Home Europe Bolojan Secures PM Role, Targets Fiscal Reform In Romania

Bolojan Secures PM Role, Targets Fiscal Reform In Romania

The government comprises Bolojan's Liberal Party, the centre-left Social Democrats, the centre-right Save Romania Union, and the ethnic Hungarian UDMR, all supported by parliamentary national minorities.
Romania's designated Prime Minister Ilie Bolojan delivers a speech at the start of a joint parliamentary session, ahead of a vote of confidence in his coalition, in Bucharest, Romania, June 23, 2025. Inquam Photos/George Calin via REUTERS

Liberal leader Ilie Bolojan on Monday secured a parliamentary vote of confidence to become Romania‘s Prime Minister, bringing an end to months of political uncertainty and forming a coalition government committed to reducing the European Union’s highest budget deficit to safeguard the country’s investment-grade credit rating.

The European Union and NATO states have been rocked by political instability in the wake of a presidential election which was cancelled in December and re-run in May, with market turmoil boosting borrowing costs and crashing the leu currency.

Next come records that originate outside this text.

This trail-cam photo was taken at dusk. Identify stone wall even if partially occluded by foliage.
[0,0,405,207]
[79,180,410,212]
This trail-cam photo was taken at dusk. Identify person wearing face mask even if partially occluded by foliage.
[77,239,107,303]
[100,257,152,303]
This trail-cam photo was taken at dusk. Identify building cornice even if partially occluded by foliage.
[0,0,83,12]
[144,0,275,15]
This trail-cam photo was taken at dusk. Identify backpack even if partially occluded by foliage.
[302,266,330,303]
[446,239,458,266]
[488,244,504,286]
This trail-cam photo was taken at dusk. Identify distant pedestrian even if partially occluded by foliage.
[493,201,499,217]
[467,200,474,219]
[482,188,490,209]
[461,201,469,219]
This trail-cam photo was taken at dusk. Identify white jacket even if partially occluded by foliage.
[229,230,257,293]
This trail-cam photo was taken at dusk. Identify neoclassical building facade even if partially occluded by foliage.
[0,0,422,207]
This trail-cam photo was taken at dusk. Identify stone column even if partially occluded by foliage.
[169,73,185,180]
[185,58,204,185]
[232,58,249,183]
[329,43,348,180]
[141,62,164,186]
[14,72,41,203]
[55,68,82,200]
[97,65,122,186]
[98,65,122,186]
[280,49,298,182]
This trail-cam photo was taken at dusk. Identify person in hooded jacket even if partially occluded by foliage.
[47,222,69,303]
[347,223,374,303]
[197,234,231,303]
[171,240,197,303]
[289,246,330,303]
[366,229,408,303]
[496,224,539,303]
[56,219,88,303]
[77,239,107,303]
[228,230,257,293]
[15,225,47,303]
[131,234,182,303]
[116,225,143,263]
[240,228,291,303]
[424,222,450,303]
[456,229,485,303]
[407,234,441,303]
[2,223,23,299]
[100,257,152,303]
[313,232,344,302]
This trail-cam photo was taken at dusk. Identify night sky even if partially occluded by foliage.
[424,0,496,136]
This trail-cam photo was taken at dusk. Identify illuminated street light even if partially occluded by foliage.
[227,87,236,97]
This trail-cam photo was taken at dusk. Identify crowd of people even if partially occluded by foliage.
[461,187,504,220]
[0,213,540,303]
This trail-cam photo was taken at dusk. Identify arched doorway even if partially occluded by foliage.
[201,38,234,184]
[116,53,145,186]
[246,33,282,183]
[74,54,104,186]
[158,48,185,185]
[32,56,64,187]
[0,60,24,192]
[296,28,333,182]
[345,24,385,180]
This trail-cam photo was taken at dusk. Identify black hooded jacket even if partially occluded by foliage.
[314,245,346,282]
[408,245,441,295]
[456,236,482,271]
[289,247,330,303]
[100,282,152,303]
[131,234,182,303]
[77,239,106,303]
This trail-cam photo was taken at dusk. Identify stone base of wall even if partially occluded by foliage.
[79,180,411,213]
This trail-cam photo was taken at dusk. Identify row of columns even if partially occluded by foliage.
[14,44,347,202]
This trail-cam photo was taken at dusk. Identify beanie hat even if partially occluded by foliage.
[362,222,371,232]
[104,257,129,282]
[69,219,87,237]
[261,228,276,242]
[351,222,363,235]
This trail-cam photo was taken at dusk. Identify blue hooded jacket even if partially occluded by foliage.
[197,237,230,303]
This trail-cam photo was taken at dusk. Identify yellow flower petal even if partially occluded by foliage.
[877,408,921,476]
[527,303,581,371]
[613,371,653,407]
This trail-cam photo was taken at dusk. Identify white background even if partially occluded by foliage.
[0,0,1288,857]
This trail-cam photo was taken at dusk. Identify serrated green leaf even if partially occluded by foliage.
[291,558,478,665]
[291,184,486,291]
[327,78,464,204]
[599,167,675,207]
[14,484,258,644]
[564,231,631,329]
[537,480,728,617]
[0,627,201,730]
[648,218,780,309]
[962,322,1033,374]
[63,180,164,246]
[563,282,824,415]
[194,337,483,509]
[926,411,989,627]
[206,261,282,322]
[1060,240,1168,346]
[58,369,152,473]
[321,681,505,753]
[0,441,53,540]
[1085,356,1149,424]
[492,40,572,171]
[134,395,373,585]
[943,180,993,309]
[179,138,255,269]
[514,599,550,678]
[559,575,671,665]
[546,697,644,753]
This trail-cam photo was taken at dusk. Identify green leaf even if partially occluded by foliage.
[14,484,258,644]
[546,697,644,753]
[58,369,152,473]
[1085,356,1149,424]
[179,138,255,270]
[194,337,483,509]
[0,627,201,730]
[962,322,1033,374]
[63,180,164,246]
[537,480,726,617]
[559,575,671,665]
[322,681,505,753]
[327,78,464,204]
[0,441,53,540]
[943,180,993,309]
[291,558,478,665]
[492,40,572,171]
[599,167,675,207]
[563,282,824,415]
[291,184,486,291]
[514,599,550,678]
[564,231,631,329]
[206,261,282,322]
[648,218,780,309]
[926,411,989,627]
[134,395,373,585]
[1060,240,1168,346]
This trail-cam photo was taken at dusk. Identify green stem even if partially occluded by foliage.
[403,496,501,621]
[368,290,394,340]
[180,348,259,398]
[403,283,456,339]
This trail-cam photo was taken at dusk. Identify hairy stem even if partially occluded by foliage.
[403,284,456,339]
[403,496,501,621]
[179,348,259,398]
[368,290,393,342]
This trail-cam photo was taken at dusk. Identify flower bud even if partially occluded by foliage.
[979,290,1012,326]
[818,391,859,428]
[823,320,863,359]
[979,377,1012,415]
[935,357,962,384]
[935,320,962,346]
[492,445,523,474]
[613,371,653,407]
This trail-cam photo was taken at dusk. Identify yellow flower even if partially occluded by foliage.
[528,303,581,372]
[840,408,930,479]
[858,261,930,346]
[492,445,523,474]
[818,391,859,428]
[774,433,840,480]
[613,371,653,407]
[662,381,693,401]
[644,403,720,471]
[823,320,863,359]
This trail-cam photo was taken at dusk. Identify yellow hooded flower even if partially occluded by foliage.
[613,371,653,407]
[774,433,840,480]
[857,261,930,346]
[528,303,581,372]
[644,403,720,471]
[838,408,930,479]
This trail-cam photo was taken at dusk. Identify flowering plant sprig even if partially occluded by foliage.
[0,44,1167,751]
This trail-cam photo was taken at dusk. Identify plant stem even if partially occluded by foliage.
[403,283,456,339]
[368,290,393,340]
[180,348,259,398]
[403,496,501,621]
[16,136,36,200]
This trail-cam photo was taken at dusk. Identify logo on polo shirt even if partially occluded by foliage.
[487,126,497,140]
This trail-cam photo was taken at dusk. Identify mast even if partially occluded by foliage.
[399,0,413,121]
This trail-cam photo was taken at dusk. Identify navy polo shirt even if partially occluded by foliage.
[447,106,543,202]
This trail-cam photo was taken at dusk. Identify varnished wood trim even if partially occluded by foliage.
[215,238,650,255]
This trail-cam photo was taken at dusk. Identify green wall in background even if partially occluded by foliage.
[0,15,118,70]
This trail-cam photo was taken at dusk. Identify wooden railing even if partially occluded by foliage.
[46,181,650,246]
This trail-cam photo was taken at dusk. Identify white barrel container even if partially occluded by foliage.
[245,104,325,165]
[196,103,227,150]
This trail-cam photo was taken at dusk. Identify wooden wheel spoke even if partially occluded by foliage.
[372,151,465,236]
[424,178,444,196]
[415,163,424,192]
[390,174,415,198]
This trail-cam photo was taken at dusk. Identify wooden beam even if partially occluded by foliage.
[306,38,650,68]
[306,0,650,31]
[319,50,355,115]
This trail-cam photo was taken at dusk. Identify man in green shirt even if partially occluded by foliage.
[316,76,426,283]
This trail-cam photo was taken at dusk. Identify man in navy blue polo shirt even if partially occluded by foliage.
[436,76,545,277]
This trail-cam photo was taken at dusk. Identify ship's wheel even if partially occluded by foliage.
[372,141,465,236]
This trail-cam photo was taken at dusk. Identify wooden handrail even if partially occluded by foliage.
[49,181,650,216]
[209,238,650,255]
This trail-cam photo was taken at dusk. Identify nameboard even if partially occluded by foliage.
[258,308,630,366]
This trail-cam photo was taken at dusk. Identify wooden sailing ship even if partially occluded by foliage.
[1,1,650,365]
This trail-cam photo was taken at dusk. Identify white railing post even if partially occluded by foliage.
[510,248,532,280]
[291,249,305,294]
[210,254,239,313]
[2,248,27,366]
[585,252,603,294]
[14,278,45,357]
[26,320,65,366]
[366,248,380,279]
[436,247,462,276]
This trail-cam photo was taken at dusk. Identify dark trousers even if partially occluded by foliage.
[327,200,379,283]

Bolojan’s nomination to head a broad pro-European coalition government by centrist President Nicusor Dan, who ultimately won the divisive election at the detriment of the far right, comes after a month of political wrangling over the fiscal measures needed to lower the deficit.

Unpopular Decisions

While the coalition will have broad support – around 67% of parliament, all but three hard-right groupings – its endurance will depend on unpopular tax hikes and whether the four parties enforce agreed cuts to state spending.

“Some of these decisions will not be popular,” Bolojan told lawmakers before the vote.

“But we must take into account that without the measures, Romania would enter decisively into an area of fiscal uncertainty and risk losing touch with European development and higher costs for people and companies.”

Restructuring Taxes

Finance Minister Alexandru Lazare said the government will discuss all proposed measures with the European Commission before approving them from August, adding a mix of spending cuts and tax hikes was needed to restore credibility.

The government plans to keep the main value-added tax – which Brussels, ratings agencies and analysts said should be raised to lower the deficit – at 19% for now, while two lower 5% and 9% rates will be consolidated into a single 9% one.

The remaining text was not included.